A fronte di tale esigenza è stato in questi giorni presentato in Senato un disegno di legge, che reca il nome del Senatore Simone Pillon (n. 735 atti del Senato), sul tema dell’affidamento condiviso. Il pregio del disegno di legge presentato dall’attuale maggioranza parlamentare, espressione del Governo della Repubblica, è quello di fissare maggiori rigidità ad un eccessivo potere discrezionale del giudice, tuttavia non ponendo come esclusivo il collocamento paritetico, ma consentendo al giudice, sulla base di parametri predeterminati (il luogo delle abitazioni dei genitori, le esigenze anche di salute del figlio, o altre circostanze ritenute rilevanti nell’interesse del fanciullo) la possibilità di non adottare lo schema principale e di continuare a collocare il figlio preferibilmente presso una delle due abitazioni.
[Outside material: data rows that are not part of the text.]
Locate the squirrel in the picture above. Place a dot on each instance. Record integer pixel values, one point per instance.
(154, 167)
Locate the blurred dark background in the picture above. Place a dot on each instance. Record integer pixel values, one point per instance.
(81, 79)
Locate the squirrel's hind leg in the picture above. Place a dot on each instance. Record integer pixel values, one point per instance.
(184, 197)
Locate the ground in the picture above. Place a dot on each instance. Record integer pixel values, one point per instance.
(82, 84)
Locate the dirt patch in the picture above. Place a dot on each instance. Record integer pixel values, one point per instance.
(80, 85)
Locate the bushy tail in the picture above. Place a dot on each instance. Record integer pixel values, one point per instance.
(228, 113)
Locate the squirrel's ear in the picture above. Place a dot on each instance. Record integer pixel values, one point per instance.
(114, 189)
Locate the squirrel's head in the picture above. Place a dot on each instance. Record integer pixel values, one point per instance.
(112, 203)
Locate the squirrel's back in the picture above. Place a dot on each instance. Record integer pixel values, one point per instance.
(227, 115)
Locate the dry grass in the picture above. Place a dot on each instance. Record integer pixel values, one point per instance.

Si tratta di una via intermedia che è stata sottoposta dallo stesso Senatore promotore all’attenzione delle Associazioni specialistiche in diritto di famiglia degli avvocati e che sarà oggetto di discussione a partire dal prossimo mese di settembre in sede istituzionale, con audizioni presso la Commissione giustizia del Senato.
Il disegno di legge contiene alcune norme di grande rilievo sul piano processuale, rivalutando il ruolo del minore anche all’interno del processo, attraverso una regolamentazione del suo ascolto e dovrà, come auspicato dagli avvocati che ne sosterranno l’idea in sede di audizione parlamentare, essere rappresentato da un avvocato proprio, con patrocinio gratuito a carico dello Stato, perché nel conflitto il minore non è sempre rappresentato dal genitore o dall’avvocato del genitore, secondo un modello proprio di molti paesi dell’Unione europea.